Posted tagged ‘emmert vise’

Ya call that a workbench?

October 23, 2012

Wow, another big gap between posts.  But I’ve been busy.  Busy with official stuff and (I’ll admit it) busy with a few distractions.  The walnut slab bench is finished.  It’s over the top.  But it’s a heavy, working bench.  In the next few days, I’ll share some more detailed information about the bench and how building one like it can provide an opportunity to perfect both some very basic and some more advanced skills.  The lignum vitae vise handles aren’t just for show.  They add weight.  And, in this case, the heavier the better.

Note the admonition – In other words “Get busy and stop wasting time”

Is that a “Lamb’s Tongue” or Gene Simmons in the distance

July 27, 2012

The new workbench is going a little slower than I’d like.  And one of the reasons for the delay is my decision to include some absolutely useless decoration on the base.  The decorative effect I’ve chosen to use is an old, and very traditional, edge treatment known as a stopped chamfer with a “Lambs Tongue” terminus.  You don’t have to have a fantastic imagination to understand why the terminus picked up its common name.  And you would only need to see Gene Simmons and the “KISS” gang to understand why our younger brethern (and sistern) might identify it with something seen on the concert stage.

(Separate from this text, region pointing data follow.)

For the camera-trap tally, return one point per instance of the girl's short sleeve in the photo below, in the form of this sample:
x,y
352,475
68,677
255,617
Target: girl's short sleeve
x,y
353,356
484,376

This was a very common edge treatment for posts, beams, balusters and other architectural details.  So in times past, carpenters and joiners, alike would have been very familiar with its use.  Upon closer inspection, it’s obvious that, viewed from the side, it is simply an ogee shape that has been rotated 45°.  Some folks go to a great deal of trouble, laying out small ogee patterns on both sides of the chamfer, then shape the “tongue” with rasps and files.   Believe me, if you were a carpenter or joiner on a job site with dozens of posts and beams to complete, or a joiner with hundreds of balusters to shape, you’d take a somewhat more pragmatic approach.  You would simply mark the length of the tongue, then, with its bevel down, you’d tap a bench chisel through the cove, then the bead.  That would be that.  Practical craftsmen simply didn’t “overthink” things like this.  They were busy, trying to make a living.

Turners also employed the “Lamb’s Tongue” on pommels that would lead to a full cylinder or simply an “eased edge” shape.  It’s a wonderful little “touch” that still “holds up” and all serious woodworkers should get familiar with it.